Privacy-friendly Image Preparation for TinyML
What is it?
We develop a processing workflow for images which involves facial anonymization to offer a privacy-friendly AI model generation process. It is necessary to mention that the developed method is planned to be adopted to TinyML-based pose estimation use cases, where the target hardware is a microcontroller unit with limited computational resources.
Face anonymization is a computer vision technique where identifying facial information is removed from digital images. The goal is to develop a method of anonymization, where the data stays private while preventing the machine learning algorithm from being corrupted.
Why is it necessary?
With the rising importance of data protection and individual privacy, face anonymization has drawn increased attention from industry. Since the introduction of the General Data Protection Regulation (GDPR) by the European Union in early 2018, privacy protection became an indispensable task of research fields, institutions and companies using personal data. GDPR requires regular personal consent from individuals for using their privacy-sensitive data, thereby making it difficult to work with these types of resources. However, the regulation leaves space for non-consensual use of these images if the individual is unrecognizable.
How does it work?
Our method uses a denoising diffusion probabilistic model (DDPM) to generate images of faces, as this type of neural network are shown to achieve remarkable results in the field of image generation. The model is based on the public Huggingface implementation and features a U-Net architecture. The framework of our choice is PyTorch.

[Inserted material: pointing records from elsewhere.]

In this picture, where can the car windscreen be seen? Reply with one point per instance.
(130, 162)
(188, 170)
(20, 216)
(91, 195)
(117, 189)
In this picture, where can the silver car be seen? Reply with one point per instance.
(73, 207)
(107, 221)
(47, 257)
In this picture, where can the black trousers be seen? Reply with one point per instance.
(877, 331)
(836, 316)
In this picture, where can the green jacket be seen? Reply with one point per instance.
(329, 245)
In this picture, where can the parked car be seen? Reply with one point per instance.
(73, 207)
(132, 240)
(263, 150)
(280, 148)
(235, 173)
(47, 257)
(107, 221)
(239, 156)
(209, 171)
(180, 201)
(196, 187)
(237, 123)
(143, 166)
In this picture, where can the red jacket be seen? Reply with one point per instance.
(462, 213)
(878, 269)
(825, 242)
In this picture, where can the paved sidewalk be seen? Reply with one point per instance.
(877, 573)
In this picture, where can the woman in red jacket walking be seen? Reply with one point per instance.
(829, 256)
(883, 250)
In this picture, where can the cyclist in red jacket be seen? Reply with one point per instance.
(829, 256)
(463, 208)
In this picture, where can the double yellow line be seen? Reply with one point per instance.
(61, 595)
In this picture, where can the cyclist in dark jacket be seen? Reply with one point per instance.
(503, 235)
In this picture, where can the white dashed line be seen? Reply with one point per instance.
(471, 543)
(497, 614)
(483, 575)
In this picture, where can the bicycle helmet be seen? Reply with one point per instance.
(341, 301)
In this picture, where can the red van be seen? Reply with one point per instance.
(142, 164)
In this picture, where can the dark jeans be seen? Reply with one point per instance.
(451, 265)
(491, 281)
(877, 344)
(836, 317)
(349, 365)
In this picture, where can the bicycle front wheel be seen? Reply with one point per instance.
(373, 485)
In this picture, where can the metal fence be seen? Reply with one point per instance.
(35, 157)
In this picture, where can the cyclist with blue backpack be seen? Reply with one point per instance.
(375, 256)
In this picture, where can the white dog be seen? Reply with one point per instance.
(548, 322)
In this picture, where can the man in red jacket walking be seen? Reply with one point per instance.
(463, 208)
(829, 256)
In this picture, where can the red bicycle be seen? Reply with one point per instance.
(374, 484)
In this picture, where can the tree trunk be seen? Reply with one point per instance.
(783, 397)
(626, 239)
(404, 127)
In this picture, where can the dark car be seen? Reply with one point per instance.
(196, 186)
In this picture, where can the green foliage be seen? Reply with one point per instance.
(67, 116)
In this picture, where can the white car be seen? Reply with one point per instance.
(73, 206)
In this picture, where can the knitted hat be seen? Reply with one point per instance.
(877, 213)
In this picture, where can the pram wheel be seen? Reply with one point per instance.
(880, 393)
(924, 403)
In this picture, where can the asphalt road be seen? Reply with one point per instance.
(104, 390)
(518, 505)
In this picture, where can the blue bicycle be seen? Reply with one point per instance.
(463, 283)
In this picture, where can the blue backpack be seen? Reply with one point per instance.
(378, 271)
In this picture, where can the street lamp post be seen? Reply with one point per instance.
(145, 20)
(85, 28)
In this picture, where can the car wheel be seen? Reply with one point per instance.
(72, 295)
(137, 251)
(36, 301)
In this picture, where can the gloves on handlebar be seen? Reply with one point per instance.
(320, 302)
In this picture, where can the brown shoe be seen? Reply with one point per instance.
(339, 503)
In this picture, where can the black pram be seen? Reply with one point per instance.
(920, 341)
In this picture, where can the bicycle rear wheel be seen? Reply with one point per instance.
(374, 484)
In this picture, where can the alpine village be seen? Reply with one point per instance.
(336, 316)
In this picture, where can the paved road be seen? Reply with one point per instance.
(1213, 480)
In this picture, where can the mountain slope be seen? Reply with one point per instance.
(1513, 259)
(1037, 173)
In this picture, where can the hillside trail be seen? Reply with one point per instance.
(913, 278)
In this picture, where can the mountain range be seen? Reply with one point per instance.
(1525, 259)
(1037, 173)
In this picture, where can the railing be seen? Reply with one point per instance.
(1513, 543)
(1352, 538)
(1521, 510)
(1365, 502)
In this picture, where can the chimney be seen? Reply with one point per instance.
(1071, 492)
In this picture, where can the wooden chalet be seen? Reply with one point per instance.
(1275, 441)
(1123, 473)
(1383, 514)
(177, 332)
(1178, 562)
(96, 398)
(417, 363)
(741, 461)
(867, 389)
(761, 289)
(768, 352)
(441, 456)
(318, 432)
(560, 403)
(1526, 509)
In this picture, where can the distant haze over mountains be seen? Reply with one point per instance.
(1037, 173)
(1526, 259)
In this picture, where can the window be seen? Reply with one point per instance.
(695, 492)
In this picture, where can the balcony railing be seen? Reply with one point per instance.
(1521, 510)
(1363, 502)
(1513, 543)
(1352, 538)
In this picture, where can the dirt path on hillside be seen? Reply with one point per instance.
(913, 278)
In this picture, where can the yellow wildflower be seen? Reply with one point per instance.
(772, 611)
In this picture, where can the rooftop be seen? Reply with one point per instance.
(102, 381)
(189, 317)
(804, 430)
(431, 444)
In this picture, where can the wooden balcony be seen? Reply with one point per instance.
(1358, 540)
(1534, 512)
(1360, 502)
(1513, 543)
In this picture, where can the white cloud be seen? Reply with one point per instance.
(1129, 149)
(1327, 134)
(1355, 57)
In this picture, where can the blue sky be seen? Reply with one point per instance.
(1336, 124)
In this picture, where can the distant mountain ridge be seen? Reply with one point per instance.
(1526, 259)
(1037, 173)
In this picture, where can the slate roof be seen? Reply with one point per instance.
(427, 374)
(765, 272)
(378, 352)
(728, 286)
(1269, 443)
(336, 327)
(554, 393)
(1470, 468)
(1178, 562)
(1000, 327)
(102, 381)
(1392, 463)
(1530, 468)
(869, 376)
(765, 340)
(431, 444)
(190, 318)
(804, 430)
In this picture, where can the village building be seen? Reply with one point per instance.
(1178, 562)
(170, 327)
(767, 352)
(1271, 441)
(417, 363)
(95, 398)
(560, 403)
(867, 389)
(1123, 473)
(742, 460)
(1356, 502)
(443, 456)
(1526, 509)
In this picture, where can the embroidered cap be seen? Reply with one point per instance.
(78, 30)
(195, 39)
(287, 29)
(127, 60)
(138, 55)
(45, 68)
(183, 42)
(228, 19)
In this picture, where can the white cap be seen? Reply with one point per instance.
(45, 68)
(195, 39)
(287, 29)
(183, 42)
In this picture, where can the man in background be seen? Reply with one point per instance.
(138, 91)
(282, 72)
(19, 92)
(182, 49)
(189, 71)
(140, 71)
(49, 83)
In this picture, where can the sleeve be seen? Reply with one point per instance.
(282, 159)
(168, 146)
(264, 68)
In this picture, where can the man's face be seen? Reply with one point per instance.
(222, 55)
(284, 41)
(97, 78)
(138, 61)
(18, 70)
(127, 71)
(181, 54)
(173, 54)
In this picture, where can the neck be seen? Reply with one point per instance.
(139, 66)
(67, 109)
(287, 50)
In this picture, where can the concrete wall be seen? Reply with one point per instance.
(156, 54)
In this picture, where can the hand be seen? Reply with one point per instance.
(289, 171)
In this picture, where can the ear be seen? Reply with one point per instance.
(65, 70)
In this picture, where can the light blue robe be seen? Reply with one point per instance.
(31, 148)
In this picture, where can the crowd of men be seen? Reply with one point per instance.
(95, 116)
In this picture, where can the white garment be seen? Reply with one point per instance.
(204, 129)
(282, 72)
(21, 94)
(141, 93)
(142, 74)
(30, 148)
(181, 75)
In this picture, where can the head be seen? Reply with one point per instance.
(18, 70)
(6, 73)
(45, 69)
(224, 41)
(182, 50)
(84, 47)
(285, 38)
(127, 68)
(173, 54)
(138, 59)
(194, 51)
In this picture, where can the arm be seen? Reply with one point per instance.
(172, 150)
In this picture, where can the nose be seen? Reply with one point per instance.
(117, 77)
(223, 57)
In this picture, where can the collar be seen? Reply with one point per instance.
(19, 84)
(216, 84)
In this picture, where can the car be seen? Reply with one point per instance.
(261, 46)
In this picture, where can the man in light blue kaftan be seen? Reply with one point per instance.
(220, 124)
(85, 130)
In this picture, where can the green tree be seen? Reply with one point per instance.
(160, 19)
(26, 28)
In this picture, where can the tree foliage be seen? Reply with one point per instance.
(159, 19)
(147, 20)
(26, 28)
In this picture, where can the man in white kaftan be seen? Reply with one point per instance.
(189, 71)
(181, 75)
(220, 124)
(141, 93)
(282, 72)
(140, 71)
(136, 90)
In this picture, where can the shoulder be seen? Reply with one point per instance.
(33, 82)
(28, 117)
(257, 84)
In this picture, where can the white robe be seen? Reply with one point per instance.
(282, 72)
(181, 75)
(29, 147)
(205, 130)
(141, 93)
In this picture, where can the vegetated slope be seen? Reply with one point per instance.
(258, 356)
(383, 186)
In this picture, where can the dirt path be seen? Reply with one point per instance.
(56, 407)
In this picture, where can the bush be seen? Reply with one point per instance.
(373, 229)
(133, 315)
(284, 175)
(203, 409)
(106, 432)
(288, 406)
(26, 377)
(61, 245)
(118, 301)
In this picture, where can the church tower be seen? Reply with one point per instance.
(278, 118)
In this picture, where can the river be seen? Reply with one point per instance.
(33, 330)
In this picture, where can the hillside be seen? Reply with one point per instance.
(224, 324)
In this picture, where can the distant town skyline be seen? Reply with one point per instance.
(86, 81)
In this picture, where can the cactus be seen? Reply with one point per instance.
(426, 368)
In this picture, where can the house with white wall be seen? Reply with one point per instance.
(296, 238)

The goal of this model is not only to generate facial images, but to replace ones in a way that the generated face fits the context of the original. For this, we decide to condition the model on facial keypoints. These are facial landmarks, like the ears, eyes, nose etc. For the model training, we chose the Flickr Diverse Faces 256 (FDF256) dataset, as it contains 248,564 high-resolution (256x256) images of faces, with 7 annotated keypoints. For a more controllable image generation, we add classifier-free guidance to the model, and for better context fitting, we add reconstruction guidance.
We try to construct a model that is as computationally efficient as possible, to be able to run in a TinyML configuration. Optionally, we use model distillation to reduce the memory and computation footprint of the model during inference time.